HA commitment tracking: Determining due dates and issuing alerts to ensure compliance with HA commitments is resource-intensive. Agents can monitor, auto-classify Type 1A and 1B II variations, and independently decide whether renewal is needed based on expiry rules. It can draft responses based on queries and identify the type of file generation, e.g., the Lost Distribution Report in structured product labelling (LDR-SPL file).
Agents monitor activities, auto-classify Type 1A and 1B II variations, and assess renewal needs in accordance with expiry rules.
Safety and labelling: Compliance challenges arising from missing signals can be reduced with the agentic approach, where agents can detect them and, based on signal detection decisions, leverage human-in-the-loop to create regulatory reports.
Impact analysis on labels (Company Core Data Sheet vs local label), and propagation of CCDS updates to all local labels or only selected regions can be enabled.

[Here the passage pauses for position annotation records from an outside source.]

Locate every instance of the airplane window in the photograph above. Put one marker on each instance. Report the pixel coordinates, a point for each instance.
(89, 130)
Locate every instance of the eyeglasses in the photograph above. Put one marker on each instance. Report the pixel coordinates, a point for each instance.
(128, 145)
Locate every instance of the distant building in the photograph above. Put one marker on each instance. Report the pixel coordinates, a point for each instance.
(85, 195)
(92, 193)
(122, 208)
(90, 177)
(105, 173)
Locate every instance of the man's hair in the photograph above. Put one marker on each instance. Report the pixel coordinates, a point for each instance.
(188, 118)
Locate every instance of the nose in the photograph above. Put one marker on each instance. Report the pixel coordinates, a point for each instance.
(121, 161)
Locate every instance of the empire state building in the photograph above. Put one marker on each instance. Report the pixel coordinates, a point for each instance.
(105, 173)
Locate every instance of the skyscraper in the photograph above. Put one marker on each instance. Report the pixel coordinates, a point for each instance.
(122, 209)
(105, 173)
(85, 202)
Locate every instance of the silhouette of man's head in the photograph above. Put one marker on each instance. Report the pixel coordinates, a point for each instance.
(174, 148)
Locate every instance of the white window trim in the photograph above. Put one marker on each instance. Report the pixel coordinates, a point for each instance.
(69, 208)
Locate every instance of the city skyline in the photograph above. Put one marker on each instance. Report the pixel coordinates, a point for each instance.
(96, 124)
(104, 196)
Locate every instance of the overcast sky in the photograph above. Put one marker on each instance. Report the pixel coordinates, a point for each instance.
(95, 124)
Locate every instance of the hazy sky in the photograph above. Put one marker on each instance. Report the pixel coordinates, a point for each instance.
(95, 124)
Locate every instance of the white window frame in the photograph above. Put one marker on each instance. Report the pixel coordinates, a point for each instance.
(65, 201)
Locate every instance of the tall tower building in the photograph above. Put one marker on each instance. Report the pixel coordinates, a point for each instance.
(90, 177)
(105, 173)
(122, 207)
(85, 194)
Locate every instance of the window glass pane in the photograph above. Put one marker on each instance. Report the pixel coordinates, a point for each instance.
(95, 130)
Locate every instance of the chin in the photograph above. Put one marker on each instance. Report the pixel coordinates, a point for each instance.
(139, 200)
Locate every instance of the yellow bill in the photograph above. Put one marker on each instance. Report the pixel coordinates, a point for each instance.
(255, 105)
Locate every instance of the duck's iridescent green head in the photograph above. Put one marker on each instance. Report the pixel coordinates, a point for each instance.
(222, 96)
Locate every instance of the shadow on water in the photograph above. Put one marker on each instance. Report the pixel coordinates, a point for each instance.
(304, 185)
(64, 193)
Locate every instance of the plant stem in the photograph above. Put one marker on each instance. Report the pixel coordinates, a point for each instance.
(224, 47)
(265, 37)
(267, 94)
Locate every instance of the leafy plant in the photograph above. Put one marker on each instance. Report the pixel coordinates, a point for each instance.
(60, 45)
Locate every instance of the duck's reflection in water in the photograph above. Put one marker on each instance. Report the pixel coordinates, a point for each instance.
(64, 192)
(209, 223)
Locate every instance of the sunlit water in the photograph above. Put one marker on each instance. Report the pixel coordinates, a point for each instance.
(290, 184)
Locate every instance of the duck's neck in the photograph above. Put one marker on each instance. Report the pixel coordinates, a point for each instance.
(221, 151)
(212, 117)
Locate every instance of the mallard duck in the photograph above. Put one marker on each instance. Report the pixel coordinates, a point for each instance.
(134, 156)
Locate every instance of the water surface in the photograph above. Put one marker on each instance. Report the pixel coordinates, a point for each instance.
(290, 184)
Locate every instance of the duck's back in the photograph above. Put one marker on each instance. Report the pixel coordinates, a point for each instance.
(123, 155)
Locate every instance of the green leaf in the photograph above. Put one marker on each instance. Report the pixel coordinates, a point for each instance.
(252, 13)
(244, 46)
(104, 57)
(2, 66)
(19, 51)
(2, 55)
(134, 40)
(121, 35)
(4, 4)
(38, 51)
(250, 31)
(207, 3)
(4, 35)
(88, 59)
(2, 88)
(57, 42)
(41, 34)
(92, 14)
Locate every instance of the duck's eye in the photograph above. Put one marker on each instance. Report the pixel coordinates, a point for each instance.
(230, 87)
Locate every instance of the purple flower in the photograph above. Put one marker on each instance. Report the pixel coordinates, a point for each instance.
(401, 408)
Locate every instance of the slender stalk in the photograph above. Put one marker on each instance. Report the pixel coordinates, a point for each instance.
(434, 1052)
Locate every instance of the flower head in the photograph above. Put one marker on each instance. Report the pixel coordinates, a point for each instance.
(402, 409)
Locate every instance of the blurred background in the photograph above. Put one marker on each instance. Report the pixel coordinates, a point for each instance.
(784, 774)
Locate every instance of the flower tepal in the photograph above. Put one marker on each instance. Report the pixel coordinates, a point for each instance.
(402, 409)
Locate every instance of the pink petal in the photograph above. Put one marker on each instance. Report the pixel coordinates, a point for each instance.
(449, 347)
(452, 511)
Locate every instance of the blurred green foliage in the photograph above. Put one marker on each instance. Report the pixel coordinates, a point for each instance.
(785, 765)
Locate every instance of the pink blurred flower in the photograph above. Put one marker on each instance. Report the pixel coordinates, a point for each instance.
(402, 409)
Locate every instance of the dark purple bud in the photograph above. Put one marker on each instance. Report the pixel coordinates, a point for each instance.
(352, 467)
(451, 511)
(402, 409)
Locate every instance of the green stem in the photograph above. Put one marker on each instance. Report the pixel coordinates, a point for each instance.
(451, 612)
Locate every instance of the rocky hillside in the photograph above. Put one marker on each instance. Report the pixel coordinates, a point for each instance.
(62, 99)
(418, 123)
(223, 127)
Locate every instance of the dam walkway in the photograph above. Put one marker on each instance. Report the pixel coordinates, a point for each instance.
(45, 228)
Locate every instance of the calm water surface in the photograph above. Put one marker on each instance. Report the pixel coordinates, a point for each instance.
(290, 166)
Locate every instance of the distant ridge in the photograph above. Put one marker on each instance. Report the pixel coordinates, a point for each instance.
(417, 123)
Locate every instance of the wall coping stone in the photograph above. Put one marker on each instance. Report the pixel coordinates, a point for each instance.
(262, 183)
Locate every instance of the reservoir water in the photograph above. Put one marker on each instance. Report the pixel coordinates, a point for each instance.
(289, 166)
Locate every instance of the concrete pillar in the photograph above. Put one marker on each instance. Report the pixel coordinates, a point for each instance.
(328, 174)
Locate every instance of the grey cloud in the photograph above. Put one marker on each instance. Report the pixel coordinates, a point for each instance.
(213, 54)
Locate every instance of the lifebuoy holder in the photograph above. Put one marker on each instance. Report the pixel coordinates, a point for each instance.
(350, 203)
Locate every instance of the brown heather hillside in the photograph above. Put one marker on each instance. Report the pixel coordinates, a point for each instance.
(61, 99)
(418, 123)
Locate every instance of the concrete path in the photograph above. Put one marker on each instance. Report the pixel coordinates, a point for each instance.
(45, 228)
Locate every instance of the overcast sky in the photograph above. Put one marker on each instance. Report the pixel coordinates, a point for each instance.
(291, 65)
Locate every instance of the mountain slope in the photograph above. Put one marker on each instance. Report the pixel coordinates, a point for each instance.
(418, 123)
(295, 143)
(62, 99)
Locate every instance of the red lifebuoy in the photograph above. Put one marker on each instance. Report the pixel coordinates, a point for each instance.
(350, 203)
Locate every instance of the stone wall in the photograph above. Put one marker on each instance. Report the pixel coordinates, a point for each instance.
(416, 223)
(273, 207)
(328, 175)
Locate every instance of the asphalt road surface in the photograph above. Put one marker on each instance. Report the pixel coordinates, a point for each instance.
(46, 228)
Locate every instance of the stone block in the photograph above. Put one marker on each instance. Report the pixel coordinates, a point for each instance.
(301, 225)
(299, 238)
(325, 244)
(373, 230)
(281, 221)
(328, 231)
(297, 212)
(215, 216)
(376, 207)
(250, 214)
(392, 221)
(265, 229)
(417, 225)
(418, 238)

Periodic Safety Update Report/Periodic Benefit-Risk Evaluation Report automation, determination of inclusion/exclusion datasets based on template/Standard Operating Procedure (SOP), and live translation adaptation are a few areas where agents can help.
Master data governance: Autonomous approval/rejection of new data entries based on Identification of Medical Products (IDMP rules and historical consistency, Terminology alignment: Preferred mapping of substances, indications (media terms) and adapting auto-suggestion. Learns from authority rejections of Substance Product, Organisation and Referential (SPOR) and adapts the master data process.
Regulatory Information Management (RIM) query management: To streamline regulatory query management, agents can help with auto-capturing, classifying and responding to queries as per the complexity through appropriate channels.
To align with industry pace, regulatory organisations need to consider the following aspects to ensure readiness and maturity for adopting a new way of working enabled by technology.
In the digital maturity journey, for adaptive and resilient pharma regulatory affairs, the agentic approach can be a game-changer.
As agentic AI has the capability of perceiving, reasoning, and acting autonomously to achieve objectives, making decisions without constant human input, it can help in reducing significant human effort, eliminating the burden on tacit knowledge and improving highly time-consuming processes.
The capability of agentic AI, leveraging multiple agents with specific task-oriented capabilities, collaborating in a highly coordinated environment, can enable self-optimising business processes, real-time decision-making, and the management of end-to-end workflows with minimal human oversight, while also enabling collaboration with humans for complex decision-making.
Organisations are experimenting with this technology and evaluating value generation, new investments in infrastructure building, management of security risk and governance, focus on data quality and integration, and evolving operating models, with change management being the new trend.